Basically, when it's big enough and sophisticated enough and automated enough that no one person can fully understand it, it becomes significantly harder to pervert. And, as I mentioned before, it needn't be perfect- our current system is pervertable too (see: papers please, racial profiling, etc), so this one would just need to be less pervertable...


http://boingboing.net/2009/12/08/farm-family-put-unde.html

Edit: The title and link of this HN article have changed. The link changed from a BoingBoing article to the original German article, and the headline used to be a question ("Who is the NSA spying on..." or similar) that gave the GP comment more context.
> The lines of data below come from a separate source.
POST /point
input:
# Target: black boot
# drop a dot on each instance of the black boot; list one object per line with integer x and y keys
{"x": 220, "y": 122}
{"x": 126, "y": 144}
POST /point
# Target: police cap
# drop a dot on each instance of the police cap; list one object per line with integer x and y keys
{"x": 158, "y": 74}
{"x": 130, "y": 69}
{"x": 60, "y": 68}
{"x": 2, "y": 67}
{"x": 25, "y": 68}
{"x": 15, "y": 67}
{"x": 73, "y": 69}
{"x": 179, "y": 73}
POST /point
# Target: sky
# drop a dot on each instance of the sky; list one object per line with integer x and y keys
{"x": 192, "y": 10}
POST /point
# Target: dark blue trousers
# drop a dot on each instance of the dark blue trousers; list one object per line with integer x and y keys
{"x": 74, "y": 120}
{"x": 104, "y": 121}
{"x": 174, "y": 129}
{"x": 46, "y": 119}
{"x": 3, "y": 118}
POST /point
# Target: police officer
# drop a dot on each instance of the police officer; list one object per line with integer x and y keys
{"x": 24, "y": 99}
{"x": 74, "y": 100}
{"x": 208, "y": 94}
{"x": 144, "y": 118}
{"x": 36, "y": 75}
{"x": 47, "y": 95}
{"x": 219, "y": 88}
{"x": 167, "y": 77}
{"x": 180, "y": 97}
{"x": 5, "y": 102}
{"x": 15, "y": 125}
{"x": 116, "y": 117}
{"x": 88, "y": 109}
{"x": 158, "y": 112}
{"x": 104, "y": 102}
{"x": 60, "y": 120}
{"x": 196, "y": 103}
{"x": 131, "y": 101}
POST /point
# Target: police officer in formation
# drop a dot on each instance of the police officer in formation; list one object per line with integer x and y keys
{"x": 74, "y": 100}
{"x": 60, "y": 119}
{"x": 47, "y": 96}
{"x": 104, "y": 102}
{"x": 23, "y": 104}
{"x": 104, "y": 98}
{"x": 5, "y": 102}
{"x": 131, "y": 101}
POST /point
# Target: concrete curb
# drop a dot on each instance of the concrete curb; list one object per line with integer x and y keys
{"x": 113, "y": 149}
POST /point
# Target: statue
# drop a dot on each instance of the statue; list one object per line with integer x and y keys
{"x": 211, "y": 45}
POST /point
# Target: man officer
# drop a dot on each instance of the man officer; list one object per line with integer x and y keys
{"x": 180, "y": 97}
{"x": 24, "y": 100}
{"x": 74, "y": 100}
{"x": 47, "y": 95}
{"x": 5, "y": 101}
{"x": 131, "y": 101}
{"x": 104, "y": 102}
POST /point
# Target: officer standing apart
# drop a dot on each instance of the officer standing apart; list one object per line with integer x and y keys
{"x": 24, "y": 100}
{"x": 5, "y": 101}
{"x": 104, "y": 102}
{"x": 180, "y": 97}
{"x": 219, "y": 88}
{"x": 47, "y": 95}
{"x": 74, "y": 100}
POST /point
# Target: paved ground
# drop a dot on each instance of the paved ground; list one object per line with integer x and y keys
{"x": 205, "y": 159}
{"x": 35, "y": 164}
I think the cooperation necessary would be for the "big guys" to not have a vested interest in selling out privacy, which has been the prevailing business model for a long time. And, since the big guys only listen to their bottom line, that means not using them until they support privacy. It may mean not using the Internet substantially at all. (It's more than a little ironic to be saying this on the preeminent "business hacker" (or "startup") community, which has a visible subset who sympathize with some of the NSA's programs, or at least have been able to rationalize them...)

As you say, the tools have always been there, but no one uses them. That might be because it's a chicken-or-egg problem. At the same time, it might be because the people in the positions to develop and promote the tools, even if only for their own use, are being prevented by a one-track culture that encourages them to sell out their client's privacy in addition to discouraging them from working on projects like Tor. (Again, the HN forum is an example of that conflict - being a largely business-oriented forum; surveillance technology sells... Even DuckDuckGo, a favorite startup in this community, has filters to protect us.) Rather than peer-to-peer solutions like Gnutella, Gnunet, Tor, and even open wireless, people continue to make websites with JavaScript encryption, despite the proven MITM threat.

I don't think JavaScript and CSS will get us out of this, but if this latest revelation doesn't wake people up in the tech community specifically, nothing will, since BoingBoing readership is a large number of them - which to me means that the tech and programmer categories are themselves a primary focus of the surveillance that some highly-respected tech pundits (and HN forum members) have defended and rationalized as only being used for terrorists and perverts. That definition now includes anyone with enough knowledge to build or use strong privacy tools. The definition now includes everyone on this forum.


"No one" uses it because it is too complicated for "every one".